Hi, my name is Elfried Samba, and I'm the co-founder and CEO at Butterfly Effect.
Before Butterfly Effect, I spent seven years leading the social and community team at Gymshark.
And throughout my whole experience, I've embodied the One Better mentality and mindset.
It's all about making sure that you're taking unreasonable leaps.
But before you can take an unreasonable leap, you have to take a reasonable step.
And the One Better mindset embodies that.
Although I've used it in my personal life and throughout my career, I wanted to share with you three main ways how you can adopt this too.
Here we go.
I believe that the way that you name things is not just to make sure that something is easily identified, but it actually creates an action, a symptom, a reaction on the back of it.
So, with Butterfly Effect, the theory is effectively what the business is looking to achieve.
We're launching a company called Kaleidoscope.
And that is all about a collective of butterflies, which is therefore going to be our collective adventures.
And we also have Cocoon, which is basically our incubator for talent.
So, every single name embodies the action or the experience that we want to drive.

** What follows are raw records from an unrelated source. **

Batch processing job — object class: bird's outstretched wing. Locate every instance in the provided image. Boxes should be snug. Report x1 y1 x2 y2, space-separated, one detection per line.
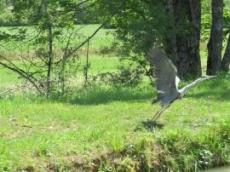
149 48 180 105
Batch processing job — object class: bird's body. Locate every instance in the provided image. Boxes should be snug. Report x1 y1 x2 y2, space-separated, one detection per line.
149 48 214 119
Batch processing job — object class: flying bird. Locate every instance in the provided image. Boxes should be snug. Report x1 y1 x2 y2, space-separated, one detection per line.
149 48 215 120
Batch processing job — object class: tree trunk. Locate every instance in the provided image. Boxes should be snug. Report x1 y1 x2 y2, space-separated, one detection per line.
47 25 53 97
164 0 178 65
44 0 53 98
173 0 201 78
207 0 223 75
221 33 230 72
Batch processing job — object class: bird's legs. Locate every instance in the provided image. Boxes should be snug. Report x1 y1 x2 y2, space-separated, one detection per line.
152 104 170 121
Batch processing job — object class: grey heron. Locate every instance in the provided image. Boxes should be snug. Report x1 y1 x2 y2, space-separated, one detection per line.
149 48 215 120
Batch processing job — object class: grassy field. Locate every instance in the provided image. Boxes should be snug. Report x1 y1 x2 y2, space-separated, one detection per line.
0 24 230 172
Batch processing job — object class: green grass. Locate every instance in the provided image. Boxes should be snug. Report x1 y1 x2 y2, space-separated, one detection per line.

Another unique perspective of how we use the One Better mentality is about making sure that instead of us writing a job description, we are now starting to write the North Star of where our business wants to go.
We have to get really good at telling the story about our business: What are we looking to achieve?
What is aligned with that vision?
What is not aligned with that vision?
What are some of the bottlenecks that we're facing right now?
And then instead of giving people a job description to fit within what we're saying, we're going to ask them to tell us how they can solve our problem and get us to our destination faster.
And we believe that by doing that, we're able to create roles for the future and the world that we're going into, instead of trying to make sure that you fit into the world that we've come from.
Stories are the bridge between information and understanding.
Use a framework of storytelling, so that you can make sure that people actually get the picture.
We don't pitch, we tell stories based on scenarios, based on challenges, based on problems to be able to really demonstrate that we understand not only the client, the consumer and the problem at hand.
And I feel like if we can story anything, if we can turn anything that's complicated and bureaucratic into a story and utilize tools like Adobe Express to make that happen, then you're on to a winner.
Because it's not about information, it's all about understanding.
I fundamentally believe that adopting the One Better mindset is a weapon for success in the business world.
But if we can break things down into that detail, into base principles, and just focus on getting one step better every single day, then we'll outperform the rest because the compound impact will fall in your favor.